Apartment Investment and Management Company (AIV - Free Report) — better known as Aimco — has been making diligent efforts to reposition its portfolio by shedding non-strategic properties and investing the proceeds in opportunistic acquisitions. However, the dilutive impact on earnings from such asset dispositions cannot be bypassed in the near term. Also, new supply in various markets is anticipated to dampen the company’s rent growth and new-lease pricing ability.
Recently, Aimco reported in-line results for first-quarter 2018 with respect to pro forma funds from operation (FFO) per share. The results displayed growth in property net operating income (NOI), supported by same-store properties, and lease-up of redevelopment and acquisition communities. However, these positives were partially offset by lower NOI from apartment sales in 2017 and 2018.
Notably, Aimco is revamping its portfolio through property sales and reinvesting the proceeds in select apartment homes with higher rents, superior margins and greater-than-expected growth. Through these efforts, the company increased its revenues per apartment home by 7% to $2,052 in first-quarter 2018. Additionally, it enhanced the quality and expected growth rate of its portfolio. In the reported quarter, the percentage of A, B and C+ home was 49%, 35% and 16%, respectively.
Moreover, in April 2018, in sync with its portfolio revamping strategy, Aimco opted for the acquisition of six apartment communities in Philadelphia for $445 million. Further, the company plans to sell its asset-management portfolio along with four affordable garden-style communities for $590 million. Also, during the first quarter, the company invested $47 million in redevelopment and development. Such efforts are expected to help the company enhance its overall portfolio quality and achieve a favorable mix for long-term growth.
Additionally, due to changing lifestyle, people, on an average, are settling later in life and thereby buying homes later, leading to a rising tendency of living in a rented home. Further, as renting is the only viable option for customers, who cannot avail mortgage loans or are unwilling to buy a house at present, demand for Aimco’s premium properties are expected to continue to rise in the coming quarters.
Also, the company has been on track to enhance its balance sheet and liquidity position, and bring down leverage. Aimco is focusing on boosting its financial flexibility by increasing the pool of unencumbered apartment assets.
Nonetheless, apartment supply remained elevated in the first quarter. Particularly, new supply is competing with some of the company’s higher-rent properties.

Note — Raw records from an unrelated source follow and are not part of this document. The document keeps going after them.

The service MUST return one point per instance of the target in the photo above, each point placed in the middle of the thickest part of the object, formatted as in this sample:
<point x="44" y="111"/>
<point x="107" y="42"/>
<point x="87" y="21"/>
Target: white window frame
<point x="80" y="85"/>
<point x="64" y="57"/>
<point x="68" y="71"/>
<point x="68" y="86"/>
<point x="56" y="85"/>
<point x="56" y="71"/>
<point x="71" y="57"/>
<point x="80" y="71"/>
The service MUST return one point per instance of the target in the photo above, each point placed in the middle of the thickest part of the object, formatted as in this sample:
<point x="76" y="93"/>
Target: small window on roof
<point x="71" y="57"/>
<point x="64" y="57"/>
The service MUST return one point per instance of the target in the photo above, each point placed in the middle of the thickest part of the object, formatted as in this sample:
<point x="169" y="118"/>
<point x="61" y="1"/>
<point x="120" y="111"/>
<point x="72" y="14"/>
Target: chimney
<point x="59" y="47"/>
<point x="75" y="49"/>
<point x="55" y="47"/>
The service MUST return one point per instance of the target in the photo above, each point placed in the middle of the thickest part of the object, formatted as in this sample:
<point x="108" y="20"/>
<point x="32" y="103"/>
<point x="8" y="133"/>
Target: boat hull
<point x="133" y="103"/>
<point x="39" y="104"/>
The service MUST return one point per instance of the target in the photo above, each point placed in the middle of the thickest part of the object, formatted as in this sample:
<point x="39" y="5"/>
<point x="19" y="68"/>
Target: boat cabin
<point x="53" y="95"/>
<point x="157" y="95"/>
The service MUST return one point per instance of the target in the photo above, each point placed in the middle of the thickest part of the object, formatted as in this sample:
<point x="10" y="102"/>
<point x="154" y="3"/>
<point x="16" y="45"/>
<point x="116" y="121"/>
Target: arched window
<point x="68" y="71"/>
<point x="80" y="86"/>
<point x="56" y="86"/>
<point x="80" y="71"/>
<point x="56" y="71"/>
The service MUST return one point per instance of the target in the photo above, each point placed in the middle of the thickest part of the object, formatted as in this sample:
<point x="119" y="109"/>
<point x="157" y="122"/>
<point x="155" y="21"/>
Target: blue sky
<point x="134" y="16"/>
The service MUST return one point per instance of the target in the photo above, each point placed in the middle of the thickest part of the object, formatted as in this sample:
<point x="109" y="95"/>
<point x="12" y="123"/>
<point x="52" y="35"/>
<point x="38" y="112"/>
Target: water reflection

This high supply is a concern because it curtails landlords’ ability to command more rent and results in lesser absorption.
However, although Aimco’s effort to sell non-core assets and buy properties in higher-growth infill areas is a strategic fit for the long term, the dilutive impact on earnings from such asset dispositions cannot be avoided in the near term.
Further, hike in interest rate remain a concern for Aimco. This is because the company’s ability to refinance existing debt would be restricted, while the interest cost on new debt would increase. This could adversely affect the company’s results and consequently dent its dividend payout.
Moreover, amid rising rates, not only the financing costs will increase, but the common stock buyers will also demand a higher dividend yield and this may negatively impact the market price of the common stock.
In the past three months, this Zacks Rank #3 (Hold) stock has underperformed the industry. While the company’s shares have gained 3.8%, the industry has recorded 7.5% rise.
Stocks Worth a Look
A few better-ranked stocks from the REIT space include Arbor Realty Trust (ABR - Free Report) , Chatham Lodging Trust (CLDT - Free Report) and Host Hotels & Resorts, Inc. (HST - Free Report) . All three stocks carry a Zacks Rank #2 (Buy). You can see the complete list of today’s Zacks #1 Rank (Strong Buy) stocks here.
Arbor Realty Trust’s Zacks Consensus Estimate for 2018 FFO per share rose 14.4% to $1.03 over the past month. Its shares have returned 16.6% in the past three months.
Chatham Lodging’s FFO per share estimates for the current year inched up 1% to $1.93 in a month’s time. Its shares have gained 12.1% over the past 12 months.
Host Hotels & Resorts’ FFO per share estimates for 2018 witnessed rise of 3% and moved to $1.71 over the past month. The stock has gained 7.1% during the past three months.
Note: Anything related to earnings presented in this write-up represents funds from operations (FFO) — a widely used metric to gauge the performance of REITs.